The ISLasso Estimator for Multicollinearity and High-Dimensional Problems in Linear Regression with Continuous and Categorical Outcomes
Keywords:
ridge regression, LASSO regression, elastic net regression (ENET), adaptive Lasso regression (ALASSO), adaptive elastic net regression (AENET), ISLasso, MAENet, high-dimensional data, multicollinearity, penalized regressionAbstract
This paper compares the efficiency of seven penalized regression estimators-Ridge, LASSO, Elastic Net (ENET), Adaptive LASSO (ALASSO), Adaptive Elastic Net (AENET), ISLasso, and MAENet-designed to improve predictive performance under conditions of multicollinearity and high dimensionality.

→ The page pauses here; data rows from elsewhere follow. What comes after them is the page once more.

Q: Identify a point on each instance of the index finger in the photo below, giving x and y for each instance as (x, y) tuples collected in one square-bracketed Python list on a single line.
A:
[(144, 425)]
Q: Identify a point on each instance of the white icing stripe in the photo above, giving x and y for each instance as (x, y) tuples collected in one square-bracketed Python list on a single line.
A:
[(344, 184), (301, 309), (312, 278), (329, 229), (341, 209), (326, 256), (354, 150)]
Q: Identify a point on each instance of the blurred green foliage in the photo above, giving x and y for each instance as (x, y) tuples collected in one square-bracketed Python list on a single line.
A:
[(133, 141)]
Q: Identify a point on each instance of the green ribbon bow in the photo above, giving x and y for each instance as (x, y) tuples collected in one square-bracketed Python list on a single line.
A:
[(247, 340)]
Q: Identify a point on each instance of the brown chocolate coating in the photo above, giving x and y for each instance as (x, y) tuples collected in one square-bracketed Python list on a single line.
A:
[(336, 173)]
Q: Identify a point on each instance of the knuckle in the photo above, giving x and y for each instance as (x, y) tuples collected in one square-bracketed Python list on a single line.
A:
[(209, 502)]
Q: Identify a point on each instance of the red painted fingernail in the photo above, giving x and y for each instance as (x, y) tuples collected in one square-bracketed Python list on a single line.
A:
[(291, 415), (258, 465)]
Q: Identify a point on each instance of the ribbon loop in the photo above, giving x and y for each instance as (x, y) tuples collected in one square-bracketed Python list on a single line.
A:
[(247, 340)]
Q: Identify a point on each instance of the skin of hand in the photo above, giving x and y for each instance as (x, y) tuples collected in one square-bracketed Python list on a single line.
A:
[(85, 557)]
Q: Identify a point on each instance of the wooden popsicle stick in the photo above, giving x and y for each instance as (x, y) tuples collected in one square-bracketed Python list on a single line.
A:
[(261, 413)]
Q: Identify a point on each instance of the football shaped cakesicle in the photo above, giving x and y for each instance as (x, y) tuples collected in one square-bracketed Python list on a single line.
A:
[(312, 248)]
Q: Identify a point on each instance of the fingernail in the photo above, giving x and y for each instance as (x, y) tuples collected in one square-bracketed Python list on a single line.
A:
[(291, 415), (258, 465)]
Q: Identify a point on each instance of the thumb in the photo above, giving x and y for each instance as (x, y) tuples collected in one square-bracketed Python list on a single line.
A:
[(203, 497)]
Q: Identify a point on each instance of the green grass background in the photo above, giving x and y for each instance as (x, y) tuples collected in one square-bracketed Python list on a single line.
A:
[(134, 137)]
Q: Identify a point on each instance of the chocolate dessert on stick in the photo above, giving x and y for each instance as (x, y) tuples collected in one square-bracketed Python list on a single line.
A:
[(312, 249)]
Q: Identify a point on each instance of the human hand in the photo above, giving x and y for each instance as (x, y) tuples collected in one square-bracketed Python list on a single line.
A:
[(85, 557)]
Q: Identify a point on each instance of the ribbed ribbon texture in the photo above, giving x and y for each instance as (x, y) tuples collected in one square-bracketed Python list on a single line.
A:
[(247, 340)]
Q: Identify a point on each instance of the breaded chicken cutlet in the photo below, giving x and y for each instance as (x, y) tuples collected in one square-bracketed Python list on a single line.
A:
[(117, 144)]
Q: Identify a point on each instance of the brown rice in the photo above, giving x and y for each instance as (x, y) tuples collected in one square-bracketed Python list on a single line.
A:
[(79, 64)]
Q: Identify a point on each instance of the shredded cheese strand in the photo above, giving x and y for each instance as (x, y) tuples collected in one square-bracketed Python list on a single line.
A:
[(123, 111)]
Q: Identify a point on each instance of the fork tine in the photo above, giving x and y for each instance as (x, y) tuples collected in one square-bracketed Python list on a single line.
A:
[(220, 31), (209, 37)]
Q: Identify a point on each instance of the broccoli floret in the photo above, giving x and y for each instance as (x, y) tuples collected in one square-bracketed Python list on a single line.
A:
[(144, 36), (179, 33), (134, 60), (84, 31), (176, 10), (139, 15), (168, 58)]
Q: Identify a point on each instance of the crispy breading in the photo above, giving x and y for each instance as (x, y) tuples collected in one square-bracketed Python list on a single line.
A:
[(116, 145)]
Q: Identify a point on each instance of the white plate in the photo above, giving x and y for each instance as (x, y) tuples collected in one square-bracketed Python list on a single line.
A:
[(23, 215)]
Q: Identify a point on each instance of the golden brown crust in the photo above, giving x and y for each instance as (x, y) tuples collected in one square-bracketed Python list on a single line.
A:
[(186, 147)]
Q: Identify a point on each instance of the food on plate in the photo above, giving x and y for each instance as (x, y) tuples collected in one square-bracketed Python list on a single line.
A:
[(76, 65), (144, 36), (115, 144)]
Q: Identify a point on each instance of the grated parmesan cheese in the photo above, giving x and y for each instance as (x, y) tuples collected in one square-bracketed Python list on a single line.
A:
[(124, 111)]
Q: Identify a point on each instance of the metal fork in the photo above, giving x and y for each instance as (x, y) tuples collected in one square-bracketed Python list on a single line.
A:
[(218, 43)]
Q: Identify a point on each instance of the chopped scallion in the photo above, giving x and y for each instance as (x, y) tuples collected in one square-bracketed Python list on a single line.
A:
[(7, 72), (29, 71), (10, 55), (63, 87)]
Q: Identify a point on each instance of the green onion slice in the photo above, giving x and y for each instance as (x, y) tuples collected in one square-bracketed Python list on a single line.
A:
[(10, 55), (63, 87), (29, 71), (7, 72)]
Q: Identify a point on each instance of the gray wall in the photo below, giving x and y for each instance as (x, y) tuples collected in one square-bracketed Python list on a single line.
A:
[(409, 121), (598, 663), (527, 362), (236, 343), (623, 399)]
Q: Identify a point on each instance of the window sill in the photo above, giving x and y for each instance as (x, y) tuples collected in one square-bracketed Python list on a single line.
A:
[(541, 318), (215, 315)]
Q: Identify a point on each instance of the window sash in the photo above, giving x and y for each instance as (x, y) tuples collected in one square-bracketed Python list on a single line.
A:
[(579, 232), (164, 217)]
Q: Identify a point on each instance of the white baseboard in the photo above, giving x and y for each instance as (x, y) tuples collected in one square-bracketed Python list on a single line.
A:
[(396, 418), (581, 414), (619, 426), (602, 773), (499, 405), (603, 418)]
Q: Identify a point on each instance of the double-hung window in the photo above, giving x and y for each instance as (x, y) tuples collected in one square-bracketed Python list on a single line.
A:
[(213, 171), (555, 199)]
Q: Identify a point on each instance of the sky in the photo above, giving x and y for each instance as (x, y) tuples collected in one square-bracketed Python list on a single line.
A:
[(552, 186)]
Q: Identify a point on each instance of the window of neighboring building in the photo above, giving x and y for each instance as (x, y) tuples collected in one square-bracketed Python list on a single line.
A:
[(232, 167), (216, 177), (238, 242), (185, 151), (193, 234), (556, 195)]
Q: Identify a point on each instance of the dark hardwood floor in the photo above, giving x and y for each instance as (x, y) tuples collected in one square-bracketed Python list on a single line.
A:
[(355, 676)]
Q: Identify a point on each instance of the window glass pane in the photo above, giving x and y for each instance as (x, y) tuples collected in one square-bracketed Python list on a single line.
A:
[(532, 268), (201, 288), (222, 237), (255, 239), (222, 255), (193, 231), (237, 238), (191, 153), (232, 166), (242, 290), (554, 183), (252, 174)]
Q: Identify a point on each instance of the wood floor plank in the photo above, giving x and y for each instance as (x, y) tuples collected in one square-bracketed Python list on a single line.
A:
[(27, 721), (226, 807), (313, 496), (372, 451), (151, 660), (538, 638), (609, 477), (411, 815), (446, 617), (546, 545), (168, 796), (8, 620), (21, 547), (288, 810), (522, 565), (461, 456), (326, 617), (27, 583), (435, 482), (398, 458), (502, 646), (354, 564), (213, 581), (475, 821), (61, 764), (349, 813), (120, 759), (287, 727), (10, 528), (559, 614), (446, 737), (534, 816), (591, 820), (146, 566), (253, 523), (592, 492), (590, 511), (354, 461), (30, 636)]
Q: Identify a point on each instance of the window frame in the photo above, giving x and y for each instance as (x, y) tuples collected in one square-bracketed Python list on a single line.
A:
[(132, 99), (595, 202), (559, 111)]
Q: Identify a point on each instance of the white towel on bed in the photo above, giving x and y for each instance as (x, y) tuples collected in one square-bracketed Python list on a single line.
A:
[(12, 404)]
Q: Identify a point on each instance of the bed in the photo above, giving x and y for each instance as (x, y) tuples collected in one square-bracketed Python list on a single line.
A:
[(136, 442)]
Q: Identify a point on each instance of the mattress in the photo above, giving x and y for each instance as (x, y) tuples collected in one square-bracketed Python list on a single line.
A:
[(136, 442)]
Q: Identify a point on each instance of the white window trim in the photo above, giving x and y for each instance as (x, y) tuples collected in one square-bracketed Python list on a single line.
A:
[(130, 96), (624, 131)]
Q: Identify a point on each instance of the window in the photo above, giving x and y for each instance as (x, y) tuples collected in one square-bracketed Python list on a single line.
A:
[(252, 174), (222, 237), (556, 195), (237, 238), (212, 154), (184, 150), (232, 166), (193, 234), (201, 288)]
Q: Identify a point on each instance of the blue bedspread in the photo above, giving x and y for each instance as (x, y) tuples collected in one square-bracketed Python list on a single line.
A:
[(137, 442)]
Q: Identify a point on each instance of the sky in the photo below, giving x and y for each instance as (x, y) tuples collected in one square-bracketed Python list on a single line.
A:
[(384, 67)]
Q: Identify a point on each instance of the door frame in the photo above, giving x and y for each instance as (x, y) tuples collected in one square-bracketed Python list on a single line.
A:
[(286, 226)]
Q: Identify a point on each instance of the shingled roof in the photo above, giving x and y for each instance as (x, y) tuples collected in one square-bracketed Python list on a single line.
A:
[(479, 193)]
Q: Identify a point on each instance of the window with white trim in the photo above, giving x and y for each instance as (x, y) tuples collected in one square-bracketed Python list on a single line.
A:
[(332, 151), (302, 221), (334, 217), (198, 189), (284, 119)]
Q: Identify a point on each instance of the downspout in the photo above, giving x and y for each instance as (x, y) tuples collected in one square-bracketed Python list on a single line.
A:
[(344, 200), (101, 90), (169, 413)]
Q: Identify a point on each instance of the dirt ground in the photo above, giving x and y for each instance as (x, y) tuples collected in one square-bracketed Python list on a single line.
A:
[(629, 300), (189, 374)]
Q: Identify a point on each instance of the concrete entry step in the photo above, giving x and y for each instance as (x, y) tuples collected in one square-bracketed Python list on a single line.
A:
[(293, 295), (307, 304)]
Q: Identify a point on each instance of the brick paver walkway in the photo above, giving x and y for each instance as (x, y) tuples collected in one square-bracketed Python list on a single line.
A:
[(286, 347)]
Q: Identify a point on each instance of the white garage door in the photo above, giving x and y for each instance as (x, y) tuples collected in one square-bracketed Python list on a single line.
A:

By incorporating penalty terms into the ordinary least squares (OLS) framework, these methods reduce variance at the cost of introducing some bias, thereby shrinking coefficient estimates toward zero. The study evaluates estimator performance for both continuous and binary dependent variables using Mean Squared Error (MSE) and Mean Absolute Error (MAE). Analysis is based on simulated datasets with varying sample sizes, numbers of predictors, and correlation levels (ρ = 0.0 to 0.80), with 500 replications per simulation condition.